As promised, I said I was going to post my Cherry Studded Ricotta Tart, so here it is! Creamy, light, slightly sweet and bursting with cherry flavor, all nicely baked into an almond crust. It’s the perfect summer dessert to have out on the patio with a cup of espresso!
Deep into summer cherries are bountiful here right now, so if you don’t mind pitting fresh cherries go right ahead, you’ll need around 23 or so for a 9 inch tart. I must confess pitting is not my favorite thing to do so I cheat a little bit and use these yummy dark Morello cherries I discovered from Trader Joe’s. All you have to do is open the lid, pour them into a strainer and drain them really good.
Normally I would make a graham cracker crust for this tart but I thought I would change it up this time and make an almond crust, since almonds and cherries go so well together.
It was a great choice if I do say so myself!
Just look at that crunchy, nutty crust!
Put the espresso on, grab a slice and enjoy!
This past weekend we had relatives from out of town visiting, they wanted to go into the city to see Millenium Park and “The Bean” so we drove down, parked our car and walked all over town.
It was a gorgeous summer day, the perfect temperature to dine outside and enjoy the views.
The river looked exceptionally beautiful that day, the sun was glistening on the water, even the buildings were shining! If your visiting Chicago take the architectural boat tours it’s one of the best ways to see the city.

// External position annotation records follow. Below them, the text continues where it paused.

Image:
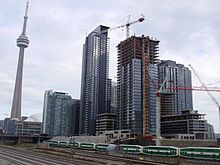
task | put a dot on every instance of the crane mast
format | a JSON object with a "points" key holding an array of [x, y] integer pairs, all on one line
{"points": [[208, 91]]}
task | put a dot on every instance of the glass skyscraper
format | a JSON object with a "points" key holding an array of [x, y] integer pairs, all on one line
{"points": [[55, 113], [95, 85]]}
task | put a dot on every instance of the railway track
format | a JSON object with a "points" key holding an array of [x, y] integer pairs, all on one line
{"points": [[19, 156]]}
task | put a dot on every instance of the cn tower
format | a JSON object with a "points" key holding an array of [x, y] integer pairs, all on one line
{"points": [[22, 43]]}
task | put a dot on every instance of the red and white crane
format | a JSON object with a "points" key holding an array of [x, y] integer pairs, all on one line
{"points": [[127, 25]]}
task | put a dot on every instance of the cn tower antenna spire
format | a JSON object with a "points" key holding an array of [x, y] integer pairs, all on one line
{"points": [[22, 43], [25, 19]]}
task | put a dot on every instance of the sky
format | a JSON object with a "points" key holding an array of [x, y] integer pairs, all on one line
{"points": [[188, 31]]}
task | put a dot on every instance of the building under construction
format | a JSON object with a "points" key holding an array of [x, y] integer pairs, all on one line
{"points": [[136, 97]]}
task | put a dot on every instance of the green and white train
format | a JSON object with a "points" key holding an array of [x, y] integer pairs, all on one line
{"points": [[167, 151]]}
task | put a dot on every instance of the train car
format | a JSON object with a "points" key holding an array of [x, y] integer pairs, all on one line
{"points": [[86, 145], [45, 142], [133, 149], [101, 147], [161, 150], [54, 143], [74, 144], [64, 144], [200, 153]]}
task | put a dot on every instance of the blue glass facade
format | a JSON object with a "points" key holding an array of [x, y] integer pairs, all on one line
{"points": [[95, 85], [55, 113]]}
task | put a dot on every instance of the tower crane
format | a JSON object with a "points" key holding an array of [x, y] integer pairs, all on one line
{"points": [[207, 90], [127, 25]]}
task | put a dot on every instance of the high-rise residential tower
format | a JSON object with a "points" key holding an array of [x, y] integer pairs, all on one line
{"points": [[136, 95], [22, 43], [56, 113], [179, 76], [95, 85]]}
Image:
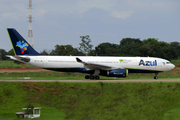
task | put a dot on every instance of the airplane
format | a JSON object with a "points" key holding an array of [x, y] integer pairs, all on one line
{"points": [[93, 66]]}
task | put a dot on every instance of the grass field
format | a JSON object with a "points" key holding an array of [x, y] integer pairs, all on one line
{"points": [[57, 75], [92, 101], [11, 64]]}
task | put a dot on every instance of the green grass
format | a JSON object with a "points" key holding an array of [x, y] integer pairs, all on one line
{"points": [[92, 101], [57, 75], [11, 64]]}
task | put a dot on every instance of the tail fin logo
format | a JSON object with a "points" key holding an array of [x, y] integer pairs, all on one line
{"points": [[23, 46]]}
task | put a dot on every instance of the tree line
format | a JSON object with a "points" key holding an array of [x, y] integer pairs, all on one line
{"points": [[127, 47]]}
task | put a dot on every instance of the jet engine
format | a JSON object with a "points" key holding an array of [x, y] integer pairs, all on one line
{"points": [[117, 73]]}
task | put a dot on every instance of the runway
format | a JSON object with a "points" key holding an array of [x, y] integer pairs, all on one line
{"points": [[112, 80]]}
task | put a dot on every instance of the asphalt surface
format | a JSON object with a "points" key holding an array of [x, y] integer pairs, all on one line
{"points": [[113, 80]]}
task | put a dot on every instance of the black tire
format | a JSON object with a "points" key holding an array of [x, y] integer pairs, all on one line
{"points": [[97, 77], [87, 77]]}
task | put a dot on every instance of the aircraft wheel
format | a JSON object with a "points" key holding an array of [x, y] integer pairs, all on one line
{"points": [[91, 77], [97, 77], [155, 77], [87, 77]]}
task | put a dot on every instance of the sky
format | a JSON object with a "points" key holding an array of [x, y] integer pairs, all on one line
{"points": [[64, 21]]}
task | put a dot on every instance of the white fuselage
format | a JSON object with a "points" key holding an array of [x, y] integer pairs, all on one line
{"points": [[133, 63]]}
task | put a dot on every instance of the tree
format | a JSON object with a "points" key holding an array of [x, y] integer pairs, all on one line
{"points": [[85, 45], [10, 52], [3, 54]]}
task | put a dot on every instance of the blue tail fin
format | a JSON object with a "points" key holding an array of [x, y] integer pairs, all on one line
{"points": [[19, 44]]}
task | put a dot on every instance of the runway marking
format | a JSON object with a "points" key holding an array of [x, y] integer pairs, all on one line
{"points": [[124, 80]]}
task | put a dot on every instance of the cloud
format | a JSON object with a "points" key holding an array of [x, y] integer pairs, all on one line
{"points": [[122, 14]]}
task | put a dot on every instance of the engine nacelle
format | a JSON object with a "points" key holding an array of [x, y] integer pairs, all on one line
{"points": [[117, 73]]}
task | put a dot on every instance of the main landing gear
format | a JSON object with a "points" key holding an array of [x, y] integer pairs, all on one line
{"points": [[156, 77], [92, 77]]}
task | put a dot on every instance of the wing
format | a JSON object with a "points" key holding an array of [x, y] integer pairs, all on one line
{"points": [[19, 58], [93, 66]]}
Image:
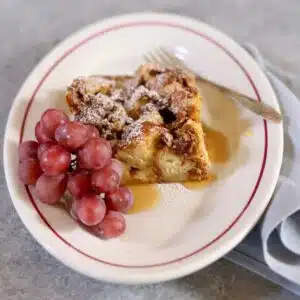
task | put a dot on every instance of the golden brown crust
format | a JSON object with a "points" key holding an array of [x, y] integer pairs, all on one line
{"points": [[161, 139]]}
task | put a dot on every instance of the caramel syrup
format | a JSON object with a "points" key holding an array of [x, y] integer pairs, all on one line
{"points": [[146, 196], [195, 185], [217, 145]]}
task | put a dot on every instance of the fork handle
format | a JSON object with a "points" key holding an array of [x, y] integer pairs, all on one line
{"points": [[259, 108]]}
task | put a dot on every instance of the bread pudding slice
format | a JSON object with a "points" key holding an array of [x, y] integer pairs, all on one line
{"points": [[152, 120]]}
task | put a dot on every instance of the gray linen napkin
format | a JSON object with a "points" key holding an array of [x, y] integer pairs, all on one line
{"points": [[280, 227]]}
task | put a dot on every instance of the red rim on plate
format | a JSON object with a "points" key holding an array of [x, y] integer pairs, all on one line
{"points": [[136, 24]]}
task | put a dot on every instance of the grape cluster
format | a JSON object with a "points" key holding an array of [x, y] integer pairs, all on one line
{"points": [[71, 156]]}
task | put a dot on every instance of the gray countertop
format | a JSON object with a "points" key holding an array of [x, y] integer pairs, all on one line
{"points": [[28, 30]]}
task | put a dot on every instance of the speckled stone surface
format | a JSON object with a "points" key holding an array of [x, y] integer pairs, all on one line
{"points": [[28, 30]]}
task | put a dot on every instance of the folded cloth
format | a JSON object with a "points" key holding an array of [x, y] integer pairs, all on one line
{"points": [[280, 227]]}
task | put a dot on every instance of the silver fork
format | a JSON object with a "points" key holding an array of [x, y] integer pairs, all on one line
{"points": [[165, 58]]}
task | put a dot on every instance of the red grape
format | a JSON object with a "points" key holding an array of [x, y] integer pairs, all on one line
{"points": [[49, 189], [105, 180], [93, 132], [43, 147], [95, 154], [117, 166], [40, 134], [29, 170], [70, 206], [51, 119], [120, 200], [112, 226], [79, 183], [55, 160], [71, 135], [90, 209], [28, 149]]}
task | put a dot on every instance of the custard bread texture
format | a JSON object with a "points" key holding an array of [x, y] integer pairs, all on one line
{"points": [[153, 120]]}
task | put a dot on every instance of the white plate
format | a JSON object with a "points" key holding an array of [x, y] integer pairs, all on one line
{"points": [[187, 230]]}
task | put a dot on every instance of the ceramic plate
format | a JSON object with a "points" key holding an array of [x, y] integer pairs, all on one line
{"points": [[187, 229]]}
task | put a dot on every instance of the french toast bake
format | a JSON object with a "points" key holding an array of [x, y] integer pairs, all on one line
{"points": [[152, 119]]}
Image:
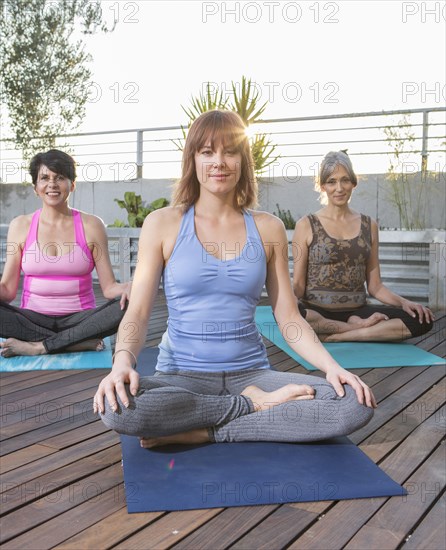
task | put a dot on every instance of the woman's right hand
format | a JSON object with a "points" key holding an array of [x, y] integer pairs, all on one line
{"points": [[113, 384]]}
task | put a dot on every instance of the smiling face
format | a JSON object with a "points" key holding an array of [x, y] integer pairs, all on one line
{"points": [[218, 167], [338, 187], [54, 189]]}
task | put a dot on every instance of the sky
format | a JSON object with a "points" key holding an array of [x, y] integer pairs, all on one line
{"points": [[306, 57]]}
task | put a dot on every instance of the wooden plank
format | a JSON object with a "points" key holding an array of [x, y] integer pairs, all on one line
{"points": [[168, 530], [46, 413], [24, 456], [73, 416], [226, 528], [431, 533], [393, 522], [47, 404], [111, 530], [43, 378], [41, 470], [383, 441], [83, 522], [336, 527], [397, 402], [72, 437], [78, 483], [52, 387], [277, 529]]}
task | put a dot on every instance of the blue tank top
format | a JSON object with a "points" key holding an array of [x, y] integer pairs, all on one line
{"points": [[211, 304]]}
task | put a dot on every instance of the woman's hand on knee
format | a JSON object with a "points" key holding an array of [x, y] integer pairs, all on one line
{"points": [[114, 384], [339, 376], [414, 310]]}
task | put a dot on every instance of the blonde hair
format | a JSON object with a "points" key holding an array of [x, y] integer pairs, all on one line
{"points": [[216, 126]]}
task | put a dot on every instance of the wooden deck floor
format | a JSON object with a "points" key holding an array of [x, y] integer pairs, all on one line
{"points": [[62, 484]]}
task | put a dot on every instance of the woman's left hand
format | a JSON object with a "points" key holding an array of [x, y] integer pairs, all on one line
{"points": [[338, 376], [414, 310], [125, 296]]}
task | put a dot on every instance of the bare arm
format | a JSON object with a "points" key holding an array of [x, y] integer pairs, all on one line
{"points": [[378, 289], [133, 327], [305, 342], [300, 243], [17, 232], [98, 242]]}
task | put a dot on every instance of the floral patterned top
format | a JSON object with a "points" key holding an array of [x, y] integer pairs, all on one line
{"points": [[336, 271]]}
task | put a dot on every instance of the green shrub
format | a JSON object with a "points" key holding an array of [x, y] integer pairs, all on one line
{"points": [[136, 210], [286, 217]]}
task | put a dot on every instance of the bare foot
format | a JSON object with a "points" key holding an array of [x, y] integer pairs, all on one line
{"points": [[185, 438], [263, 400], [368, 322], [88, 345], [12, 347]]}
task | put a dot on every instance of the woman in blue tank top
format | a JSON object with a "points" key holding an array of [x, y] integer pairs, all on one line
{"points": [[213, 380]]}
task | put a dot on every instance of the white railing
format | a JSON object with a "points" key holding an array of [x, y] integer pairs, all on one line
{"points": [[124, 155]]}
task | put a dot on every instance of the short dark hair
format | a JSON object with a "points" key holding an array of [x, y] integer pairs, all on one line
{"points": [[57, 161]]}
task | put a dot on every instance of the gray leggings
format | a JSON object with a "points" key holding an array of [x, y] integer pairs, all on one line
{"points": [[58, 332], [174, 403]]}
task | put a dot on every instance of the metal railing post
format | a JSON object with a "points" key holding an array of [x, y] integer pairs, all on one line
{"points": [[424, 142], [139, 153]]}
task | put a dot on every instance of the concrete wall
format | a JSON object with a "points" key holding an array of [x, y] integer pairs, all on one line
{"points": [[371, 197]]}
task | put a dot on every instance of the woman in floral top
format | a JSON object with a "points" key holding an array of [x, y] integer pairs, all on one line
{"points": [[336, 265]]}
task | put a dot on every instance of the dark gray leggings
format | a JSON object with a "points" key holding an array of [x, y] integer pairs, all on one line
{"points": [[186, 400], [58, 332]]}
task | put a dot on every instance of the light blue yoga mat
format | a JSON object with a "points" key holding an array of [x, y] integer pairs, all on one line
{"points": [[350, 355], [60, 361]]}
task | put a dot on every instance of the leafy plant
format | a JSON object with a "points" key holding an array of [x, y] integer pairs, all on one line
{"points": [[136, 211], [286, 217], [246, 104], [44, 72], [408, 197]]}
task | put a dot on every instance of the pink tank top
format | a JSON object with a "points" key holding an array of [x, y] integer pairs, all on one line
{"points": [[57, 285]]}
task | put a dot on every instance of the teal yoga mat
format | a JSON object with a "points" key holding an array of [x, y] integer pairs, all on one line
{"points": [[350, 355], [60, 361]]}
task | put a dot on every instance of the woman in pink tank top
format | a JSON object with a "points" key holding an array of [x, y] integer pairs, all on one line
{"points": [[57, 249]]}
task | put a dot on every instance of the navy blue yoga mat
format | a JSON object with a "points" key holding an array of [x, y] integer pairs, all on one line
{"points": [[60, 361], [179, 477], [350, 355]]}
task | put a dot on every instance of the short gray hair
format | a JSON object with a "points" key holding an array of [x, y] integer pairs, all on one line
{"points": [[329, 164]]}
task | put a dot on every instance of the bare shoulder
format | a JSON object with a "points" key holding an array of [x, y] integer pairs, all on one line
{"points": [[164, 223], [164, 218], [303, 225], [19, 227], [267, 223]]}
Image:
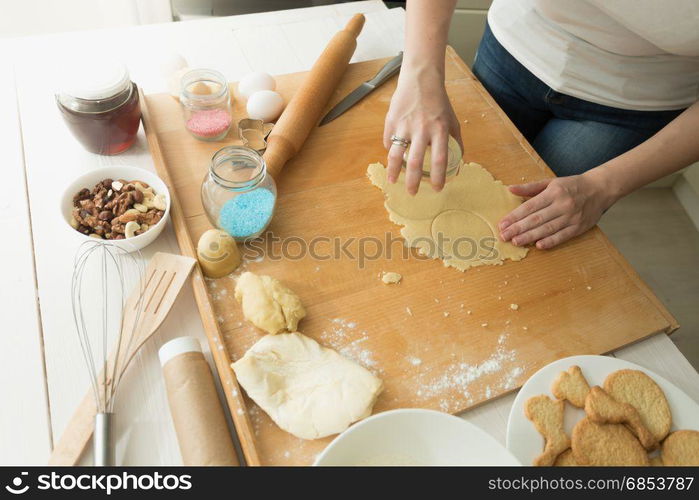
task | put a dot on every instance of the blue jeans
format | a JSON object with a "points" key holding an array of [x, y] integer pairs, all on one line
{"points": [[571, 135]]}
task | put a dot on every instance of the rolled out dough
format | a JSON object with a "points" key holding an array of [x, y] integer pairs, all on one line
{"points": [[458, 225], [306, 389]]}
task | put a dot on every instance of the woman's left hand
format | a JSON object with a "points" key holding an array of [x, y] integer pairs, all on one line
{"points": [[558, 210]]}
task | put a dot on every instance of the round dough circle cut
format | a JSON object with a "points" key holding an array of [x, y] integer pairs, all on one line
{"points": [[464, 236]]}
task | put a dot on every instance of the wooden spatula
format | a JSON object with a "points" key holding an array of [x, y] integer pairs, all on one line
{"points": [[165, 275]]}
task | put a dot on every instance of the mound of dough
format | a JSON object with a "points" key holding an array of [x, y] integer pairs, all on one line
{"points": [[640, 391], [458, 225], [306, 389], [268, 304]]}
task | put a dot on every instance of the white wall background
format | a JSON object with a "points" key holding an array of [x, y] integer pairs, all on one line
{"points": [[31, 17]]}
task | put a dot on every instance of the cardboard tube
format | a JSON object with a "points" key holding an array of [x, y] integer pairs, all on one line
{"points": [[200, 424]]}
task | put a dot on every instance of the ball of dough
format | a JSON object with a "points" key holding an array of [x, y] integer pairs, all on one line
{"points": [[306, 389], [217, 253], [268, 304], [254, 82], [265, 105]]}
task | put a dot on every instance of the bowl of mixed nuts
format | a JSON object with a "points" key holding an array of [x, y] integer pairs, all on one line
{"points": [[127, 206]]}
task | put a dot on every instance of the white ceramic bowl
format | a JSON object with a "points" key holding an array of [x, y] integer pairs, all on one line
{"points": [[414, 437], [89, 179]]}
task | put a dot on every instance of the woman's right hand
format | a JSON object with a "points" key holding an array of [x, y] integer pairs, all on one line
{"points": [[420, 112]]}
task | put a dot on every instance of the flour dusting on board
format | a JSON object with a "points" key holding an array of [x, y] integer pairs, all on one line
{"points": [[460, 375], [344, 336]]}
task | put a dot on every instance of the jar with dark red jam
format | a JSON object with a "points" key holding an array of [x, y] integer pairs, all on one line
{"points": [[99, 103]]}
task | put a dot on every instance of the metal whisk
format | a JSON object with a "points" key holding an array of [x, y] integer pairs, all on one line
{"points": [[112, 273]]}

We made it to “The Bean” then sat and people watched by the fountain, I highly recommend it!
Of course eating and drinking along the way makes it even more fun!
- ALMOND CRUST
- 1½ cups almond meal
- 3 tablespoons melted butter
- 3 tablespoons sugar
- RICOTTA FILLING
- 2 cups, drained ricotta cheese
- 2 eggs
- ⅓ cup sugar
- zest of 1 lemon
- 1 teaspoon vanilla
- pinch of cinnamon
- feel free to add 1 tablespoon of Limoncello if you so desire, optional
- 24 pitted cherries.
- FOR CRUST.
- Add melted butter to almond meal and sugar, mix well then pat into a 9" tart pan.
- Place tart pan on a baking sheet then place into a 375 degree oven for 10 minutes. Remove.
- FOR FILLING.
- With a hand mixer blend together the ricotta cheese, sugar, eggs, zest and flavorings until smooth and creamy. Pour mixture into the tart pan and place into the oven for 5 minutes. Remove, then carefully studd your cherries on top.
- Place cherry studded tart back into the 375 degree oven and continue baking 30-40 more minutes or until toothpick comes out clean in the center.
- Let it cool completely, then refrigerate for an hour or two before serving.